More about Trimurti-Glow-Floating Clouds

   

Work title, date: (left) Trimurti, 2021

Materials:  chalk pastel, 20.5" x 31”.

Location at Summa: Juve Family Behavioral Health Pavilion, second floor, north waiting room.

About the artist and the art:

Trimurti
Nature is my church,” asserts Joe Culley, whose landscapes in Summas Behavioral Health Pavilion (these plus an oil painting now on the second floor waiting room) were all created during the first years of the COVID-19 pandemic.  While Trimurti, at left, refers to the trinity of Hindu gods and so might be intended to have religious overtones, all three works also demonstrate the intensity of observation and discipline of mark-making that are the result of years-long dedication -- one might even say "devotion" -- to creating rich visual expression that raises other broad questions.

Here Culley uses dramatic color and angled shape to contrast with the relatively calm shoreline below; while in both Floating Clouds (centre) and Glow (right). he arranges forms around an explicit, if watery, sun that bounces color into smaller bodies of water, providing him with an opportunity to experiment with reflections.

In Trimurti, the sun is not represented directly: Culley shows us instead the paradox of clouds at sunset, where those higher up in the sky hang onto the suns last brilliant rays, while those closer to the horizon are already dark and less colorful.

 

Work title, date: (center): Floating Clouds, 2021

Materials:  chalk pastel, 20.5" x 31”.

Location at Summa: Juve Family Behavioral Health Pavilion, second floor, north waiting room

About the artist and the art:

Floating Clouds
In this central pastel, Floating Clouds, every form -- including that of the sun -- every color, every motion in the upper third of the composition finds a reflection in the water below.  And yet ... when we look at the water, we begin to notice reflections of things that the artist has not represented at all in the upper part of the composition: The tangled upper branches of a barren tree at right, for example.  This reflected detail is more than we might have expected since the artist decided to cut off the composition before depicting this part of the tree. And so, the fluffy forms in the lower left, we can recognize as the "floating" clouds of the title, known to us here only as reflections. The artist raises questions about where we look for what is real, or, even more profoundly, how we define "real"...

 

Work title, date: (right): Glow, 2021

Materials:  chalk pastel, 20.5 x 31”.

Location at Summa: Juve Family Behavioral Health Pavilion, second floor, north waiting room.

About the artist and the art:

Glow

Each of these works-on-paper holds a tension that makes it richer than we might assume at first glance: The throng of cattails in Glow, at right, would at first seem to block us from entering the main area of the image, the pond.
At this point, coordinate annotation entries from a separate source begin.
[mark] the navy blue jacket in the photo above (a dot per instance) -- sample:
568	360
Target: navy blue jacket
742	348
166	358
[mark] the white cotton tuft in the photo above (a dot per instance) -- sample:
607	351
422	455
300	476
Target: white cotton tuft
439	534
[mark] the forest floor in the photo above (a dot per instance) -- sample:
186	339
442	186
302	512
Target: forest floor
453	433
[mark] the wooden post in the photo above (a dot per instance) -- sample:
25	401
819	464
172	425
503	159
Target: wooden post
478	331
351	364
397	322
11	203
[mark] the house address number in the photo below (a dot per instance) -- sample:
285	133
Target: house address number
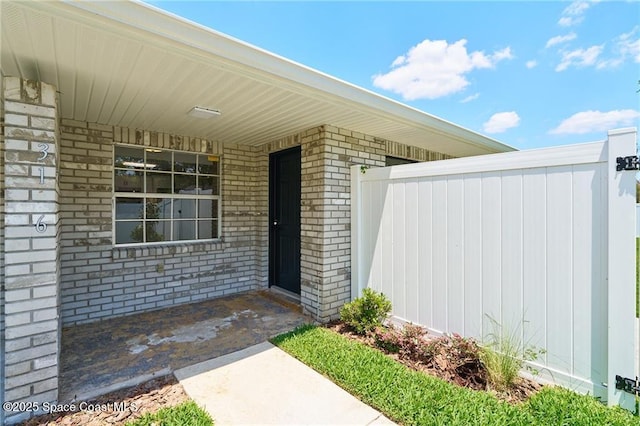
40	225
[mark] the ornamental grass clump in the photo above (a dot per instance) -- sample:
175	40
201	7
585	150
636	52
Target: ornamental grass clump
366	313
505	355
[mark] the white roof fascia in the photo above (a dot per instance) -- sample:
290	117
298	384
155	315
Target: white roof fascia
160	27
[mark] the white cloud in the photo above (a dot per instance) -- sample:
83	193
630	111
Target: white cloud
580	57
560	39
470	98
596	121
629	44
501	121
626	46
435	68
574	13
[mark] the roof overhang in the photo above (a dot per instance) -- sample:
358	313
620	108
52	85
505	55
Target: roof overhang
132	65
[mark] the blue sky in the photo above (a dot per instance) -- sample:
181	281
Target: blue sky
529	74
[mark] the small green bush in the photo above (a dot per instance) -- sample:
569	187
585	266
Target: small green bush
504	356
366	313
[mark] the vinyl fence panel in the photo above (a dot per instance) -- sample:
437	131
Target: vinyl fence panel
519	242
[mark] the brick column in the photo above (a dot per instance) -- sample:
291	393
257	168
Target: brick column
327	155
32	329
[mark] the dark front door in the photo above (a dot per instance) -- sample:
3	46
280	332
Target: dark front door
284	219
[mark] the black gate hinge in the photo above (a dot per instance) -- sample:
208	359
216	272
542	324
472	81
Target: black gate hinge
628	385
628	163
But instead, they function as repoussoirs: That is, they almost push us in a visual jump beyond their elongated forms into the low sun mirrored on the waters surface in the middle ground.  Executed in chalk pastel, these three intimately scaled works reveal the swift, certain marks of a keen observer of the natural worlds light, movement, and color.
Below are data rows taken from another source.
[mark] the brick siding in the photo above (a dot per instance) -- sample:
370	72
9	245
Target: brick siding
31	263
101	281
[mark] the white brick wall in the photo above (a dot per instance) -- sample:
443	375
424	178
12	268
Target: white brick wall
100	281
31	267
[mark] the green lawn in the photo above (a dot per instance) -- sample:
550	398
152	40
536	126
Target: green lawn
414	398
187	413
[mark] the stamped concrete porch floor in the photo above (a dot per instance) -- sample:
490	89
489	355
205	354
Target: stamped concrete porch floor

Executed in the demanding medium of chalk pastel, these three intimately scaled works reveal the swift, certain marks of a keen observer of the natural worlds light, movement, and color, as well as his belief in their connection to questions of essence and human values.  Curator Meg Harris Stanton has grouped them to emphasize a certain mood and thoughtfulness in an area where contemplation is valued.

The artist reminisces about long walks and talks with his father Robert W. Culley in nearby Virginia Kendall Parand also what he learned from high-school art teacher Ken Gesford, both having shaped his art.  He also cites composer Phillip Glass, painters Mark Rothko, Yves Klein, and Agnes Martin, and Kent State University textile artist Janice Lessman-Moss as continuing influences on his own thinking about art and artmaking.  As one who has struggled with mental health issues, Joe Culley feels strongly that his task as an artist is to try to answer the question of how does art benefit others?